世の中に存在する多くの楽曲は歌声(ボーカル)と伴奏から構成されています。例えば、普段街中で聴くJポップなどはほとんどがボーカル入りの楽曲です。このボーカルと伴奏を分離するタスクを、一般的にボーカル抽出であったり歌声分離などと呼びます。

ボーカル抽出は、1. カラオケを利用したボーカル抽出2. ステレオボーカル抽出3. モノラルボーカル抽出の三種類に大別されると考えています。一つ目はボーカルを抽出したオリジナルの音源とそのカラオケ音源が手元にある場合の抽出法で、基本的にはオリジナルからカラオケの差分を取ることでボーカルを抽出します。二つ目はオリジナル音源がステレオである場合の抽出法で、歌声が中央に定位していることを利用して抽出を行います。三つ目はオリジナル音源がモノラルである場合の抽出法で、最も難しいタスクです。

ボーカル抽出のため、多くの無償・有償ソフトウェアが提供されています。カラオケを利用したボーカル抽出としては、歌声りっぷ(無償ソフトウェア)が有名なんじゃないでしょうか。何度か使用した感じ、それなりにうまく動いていたように思います。ステレオボーカル抽出を利用したものでは、SoundEngine Freeボーカルキャンセラー(ともに無償ソフトウェア)などがあります。Rolandが提供しているR-MIX(有償ソフトウェア)では、ステレオボーカル抽出と周波数帯域の制限を組み合わせて歌声や楽器音の抽出を行うことができます。

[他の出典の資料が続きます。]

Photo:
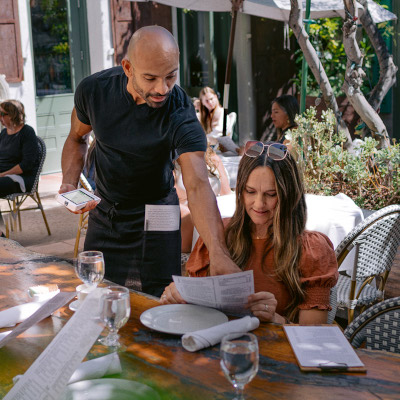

今後、こういったソフトウェアで利用されている技術の理解のため、基本的なアルゴリズムの解説、実装を行っていきたいと思います。本記事では、記事にする(予定の)アルゴリズムの一覧を提示しています。いわゆるロードマップみたいなものでしょうか。コンプリートするのがいつになるのかは分かりませんが・・。

手法一覧

カラオケを利用したボーカル抽出

  1. 逆位相付加
  2. 周波数領域差分
  3. セミブラインドICA

ステレオボーカル抽出

  1. センターキャンセリング
  2. センターキャンセリング+周波数帯域制限(R-MIXみたいな)

モノラルボーカル抽出

  1. 周波数帯域制限
  2. 多段HPSS
  3. REPET系

こんな感じでしょうか。モノラルボーカル分離はかなり難しいので、基本的に学術的な論文のアルゴリズムを使わないとほとんど効果がないと思います。

まとめ

本記事は、ボーカル抽出法の一覧のみとなっていますが、随時各アルゴリズムの解説記事を書いていこうと思っています。とりあえず、ボーカル抽出を行ってみたい方は、上記のソフトウェアをダウンロードして使ってみるといいんじゃないでしょうか。結構面白いです。